İlerleyen birkaç gün içinde Draymond Green, kameraların karşısına geçti ve önce Poole'un kendisinden, daha sonrasında ise ailesinden özür diledi. Bir lider olarak başarısız olduğunu söyledikten sonra soyunma odasında yeniden bir güven ortamı inşa etmeleri gerektiğinden ve bunun için elinden gelen her şeyi yapacağından bahsediyordu. Bunlar herkesin beklediği oldukça klasik açıklamalardı. İşin ilginç yanı ise NBA'in 'en takım olabilen takımı'nın şimdilik buradan sıyrılmış gibi gözükmesi. Parke üzerinde işler kötü gitmesine rağmen bu hadisenin en son ne zaman gündeme geldiğini dahi pek hatırlamıyoruz. Zaten Draymond'ı yerden yere vuran yorumların sonu bile benzer cümlelerle bitiyordu: "Buradan bir takım sağlıklı çıkacaksa o da Warriors olur…" Onların bu ligdeki en takım olabilen takım olduğundan bahsederek bir tür şeytan tüyü anlatısı kurmak her ne kadar 'sağlıklı' olmayan bir tercih olsa da galiba Draymond ve Warriors biraz da böyle bir şey. Hoşumuza gitse de gitmese de…
- 4 -
Önceleri ortalama bir 35. sıra seçimiydi, sonrasında şampiyon. Kısa bir süre öncesine dek verimliydi, bugün her geçen gün düşen veriminden söz ediliyor. Zaman zaman karanlık tarafı temsil ediyor, NBA finallerinde dahi LeBron James'e karşı çirkinleşmeyi göze alıyor; zaman zaman ise aydınlık bir yönün varlığını gösteriyor, yine aynı rakibinin yüzüne karşı "Tarihin en iyisiyim" demesi gerektiğini uzun uzadıya anlatıyordu. Ona dair birçok şeyden haberdarız ama neyi tam olarak anlayabildiğimiz muamma. Onun ne anlatmak istediği de…
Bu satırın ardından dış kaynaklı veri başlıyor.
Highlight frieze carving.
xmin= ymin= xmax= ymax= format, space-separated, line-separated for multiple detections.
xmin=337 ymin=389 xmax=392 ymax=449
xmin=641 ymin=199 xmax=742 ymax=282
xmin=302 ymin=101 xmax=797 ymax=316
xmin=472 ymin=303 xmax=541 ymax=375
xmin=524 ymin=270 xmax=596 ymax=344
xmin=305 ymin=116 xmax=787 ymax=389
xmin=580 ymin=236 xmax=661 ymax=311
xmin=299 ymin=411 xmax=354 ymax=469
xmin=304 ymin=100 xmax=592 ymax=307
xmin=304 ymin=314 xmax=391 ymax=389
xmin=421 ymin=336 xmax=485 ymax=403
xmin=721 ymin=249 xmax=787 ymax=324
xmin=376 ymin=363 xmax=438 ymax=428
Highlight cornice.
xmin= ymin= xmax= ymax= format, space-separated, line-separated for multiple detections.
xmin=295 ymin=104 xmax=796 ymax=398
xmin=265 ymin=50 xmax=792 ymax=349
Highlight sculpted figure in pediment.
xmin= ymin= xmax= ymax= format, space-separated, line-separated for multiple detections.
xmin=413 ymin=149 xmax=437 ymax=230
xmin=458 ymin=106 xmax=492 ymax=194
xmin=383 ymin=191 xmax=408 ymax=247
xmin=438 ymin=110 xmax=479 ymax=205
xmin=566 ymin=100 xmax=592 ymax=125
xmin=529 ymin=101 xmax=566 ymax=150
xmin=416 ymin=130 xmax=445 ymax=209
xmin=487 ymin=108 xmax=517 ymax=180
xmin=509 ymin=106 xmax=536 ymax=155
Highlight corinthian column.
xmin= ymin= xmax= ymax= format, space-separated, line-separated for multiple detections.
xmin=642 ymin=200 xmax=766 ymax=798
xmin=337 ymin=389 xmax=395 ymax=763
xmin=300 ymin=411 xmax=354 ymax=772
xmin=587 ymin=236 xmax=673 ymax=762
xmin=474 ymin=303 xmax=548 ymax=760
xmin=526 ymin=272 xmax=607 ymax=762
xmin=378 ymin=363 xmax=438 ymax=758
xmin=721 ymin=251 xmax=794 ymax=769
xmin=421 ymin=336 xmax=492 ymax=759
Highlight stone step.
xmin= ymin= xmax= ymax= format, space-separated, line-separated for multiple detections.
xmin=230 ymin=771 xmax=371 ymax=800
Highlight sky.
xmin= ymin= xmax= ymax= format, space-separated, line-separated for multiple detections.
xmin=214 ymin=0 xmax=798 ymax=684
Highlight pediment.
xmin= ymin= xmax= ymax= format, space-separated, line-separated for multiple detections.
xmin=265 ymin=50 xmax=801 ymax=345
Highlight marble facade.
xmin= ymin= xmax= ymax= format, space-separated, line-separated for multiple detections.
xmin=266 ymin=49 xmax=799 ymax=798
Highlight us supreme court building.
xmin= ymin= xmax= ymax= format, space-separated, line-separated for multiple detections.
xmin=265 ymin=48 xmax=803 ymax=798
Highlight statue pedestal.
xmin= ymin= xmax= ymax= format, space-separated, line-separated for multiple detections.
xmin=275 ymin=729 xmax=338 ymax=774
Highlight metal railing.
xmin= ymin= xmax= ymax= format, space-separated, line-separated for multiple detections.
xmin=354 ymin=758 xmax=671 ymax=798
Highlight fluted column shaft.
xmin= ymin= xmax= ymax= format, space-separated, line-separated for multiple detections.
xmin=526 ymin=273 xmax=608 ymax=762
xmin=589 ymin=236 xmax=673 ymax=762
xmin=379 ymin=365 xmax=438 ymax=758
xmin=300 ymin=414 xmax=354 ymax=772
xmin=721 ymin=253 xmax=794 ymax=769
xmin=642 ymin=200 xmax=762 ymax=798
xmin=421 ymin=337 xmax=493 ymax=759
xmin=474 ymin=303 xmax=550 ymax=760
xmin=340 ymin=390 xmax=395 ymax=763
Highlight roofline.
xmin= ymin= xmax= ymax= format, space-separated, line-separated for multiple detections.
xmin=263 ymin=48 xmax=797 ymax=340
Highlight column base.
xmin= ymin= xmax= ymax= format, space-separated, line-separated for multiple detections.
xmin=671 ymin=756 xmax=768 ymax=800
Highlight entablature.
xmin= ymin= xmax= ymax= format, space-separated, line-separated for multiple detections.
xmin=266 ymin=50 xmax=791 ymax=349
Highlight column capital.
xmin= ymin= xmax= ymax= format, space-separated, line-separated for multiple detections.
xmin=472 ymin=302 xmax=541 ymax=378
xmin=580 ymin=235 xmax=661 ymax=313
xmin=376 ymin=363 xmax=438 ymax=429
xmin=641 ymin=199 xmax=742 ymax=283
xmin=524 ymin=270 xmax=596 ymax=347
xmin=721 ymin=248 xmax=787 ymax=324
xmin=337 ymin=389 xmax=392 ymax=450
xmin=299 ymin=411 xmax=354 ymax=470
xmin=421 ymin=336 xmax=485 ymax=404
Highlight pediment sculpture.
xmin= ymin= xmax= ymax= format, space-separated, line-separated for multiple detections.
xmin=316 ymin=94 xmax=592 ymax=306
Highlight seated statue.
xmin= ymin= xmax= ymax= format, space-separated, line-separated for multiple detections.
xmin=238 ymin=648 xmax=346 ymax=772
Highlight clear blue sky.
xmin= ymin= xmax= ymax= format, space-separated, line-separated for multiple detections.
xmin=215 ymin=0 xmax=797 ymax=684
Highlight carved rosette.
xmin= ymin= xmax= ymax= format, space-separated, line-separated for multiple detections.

Golden State Warriors, yakın gelecekte bir kez daha haziran ayında parkeye çıkamayabilir ama çıksalar da çıkmasalar da tarihi geriye dönük bir şekilde okuyup o yumruğu bir dönüm noktası olarak görmeyin. Normal sezonda veya play-off'ta, o eski heyecanı tekrar duyduğunuz bir anda oyuna, tempoya ve alana yer açın. İstatistik biliminin ele geçirdiği bir ligde uzunca bir süre referans noktası olarak kalabildiği günleri hatırlayın. 106 saniyeye sığdırdığı 34 oyuncuyu da. Elbette konu bir yerde o yumruğa da gelecek ama ilk maddemiz o olmayacak. Zira onu dün şampiyonluklarla bir araya getiren şey, bir yumruk değildi. Yarın şampiyon olarak hatırlama veya hatırlamama sebebimiz de bir yumruk olmayacak.